His BAFTA nomination for playing Balram Halwai in ‘The White Tiger’ might have made actor Adarsh Gourav an overnight star, yet the 27-year-old actor refuses to be carried away by all the accolades that have come his way since, or the increased scrutiny of his work.
“I don’t think I’d ever want to do [to a new project] with that thought process,” says Gourav who will be soon returning as Ankit ‘Dopa’ Pandey in the second season of the show, ‘Hostel Daze’ on Amazon Prime. For Gourav, playing someone a character like Ankit just after he played a heavily layered character like Balram was the best thing that could ever happen to him.
“I am extremely happy that this happened because it gave me a chance to showcase to people what I can do with different characters. Like I can show people that I can play someone like a Balram Halwai, but then I can also play someone like Ankit. I think that’s great,” he adds.
“I know he looks like this calm and simple guy in front of these other completely whacked-out characters. But that was the challenge I feel because Ankit is not funny and gets himself in these awkward situations which then become funny,” he adds
Gourav’s character of Ankit is “very” different from the actor in real life. “I am nothing like him,” Gourav says. Yet there were many themes through which Gourav could relate to his character, which as he points out, makes the character more relatable.
“I could probably relate to that feeling when Ankit comes to the hostel for the first time and sees these news faces because a similar thing happened to me when I first came to Mumbai and went to a school there on the first day. There are many other themes like that, that help you sort of relating to that time period and the character,” he says.
“I think the best part about playing the role of someone who is younger than you is that you have already lived that time period. So, you are looking at things as a retrospective,” he adds.
And for Gourav, at the end of the day, it's not exactly important to be able to relate to a character.
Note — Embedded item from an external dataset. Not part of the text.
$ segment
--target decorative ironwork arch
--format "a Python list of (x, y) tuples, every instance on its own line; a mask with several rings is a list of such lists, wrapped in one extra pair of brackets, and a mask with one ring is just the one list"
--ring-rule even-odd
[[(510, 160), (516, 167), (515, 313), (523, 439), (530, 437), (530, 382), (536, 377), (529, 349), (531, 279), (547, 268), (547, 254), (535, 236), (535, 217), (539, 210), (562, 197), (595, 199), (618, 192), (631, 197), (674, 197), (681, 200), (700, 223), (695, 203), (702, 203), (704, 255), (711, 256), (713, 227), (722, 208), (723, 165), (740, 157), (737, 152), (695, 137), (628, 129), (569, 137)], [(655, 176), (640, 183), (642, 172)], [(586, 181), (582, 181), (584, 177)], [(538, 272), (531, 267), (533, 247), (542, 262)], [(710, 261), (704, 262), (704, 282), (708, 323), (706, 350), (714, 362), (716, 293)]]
What matters to him is that if he can empathise with it. “See if you can relate to a character then that gives you a certain kind of comfort and when you can’t relate to a character then it’s a completely different arc you have to explore, which is a different challenge. What [really] matters, is that you are able to create a kind of impact with your character so that people who are watching can relate to it,” he says.
And perhaps that’s why he is not one of those actors who claim to not be bothered by audience reaction. “Yes, I do get excited when people praise my work because that means that audiences are connecting to the work I do. So, I do think about these things and see how people react to my work because at the end of the day we are creating something for the audiences to consume,” he says signing off by saying that he is grateful to be able to work at a time where “everyone is looking to push boundaries”.
“Now you cannot just sit back and get comfortable. You have to constantly be on your toes and keep evolving and keep being part of all kinds of stories. I think OTTs have really brought that aspect in a great way and now stories dominate the project. There are no bankable stars anymore and I think it’s a great time to be in.”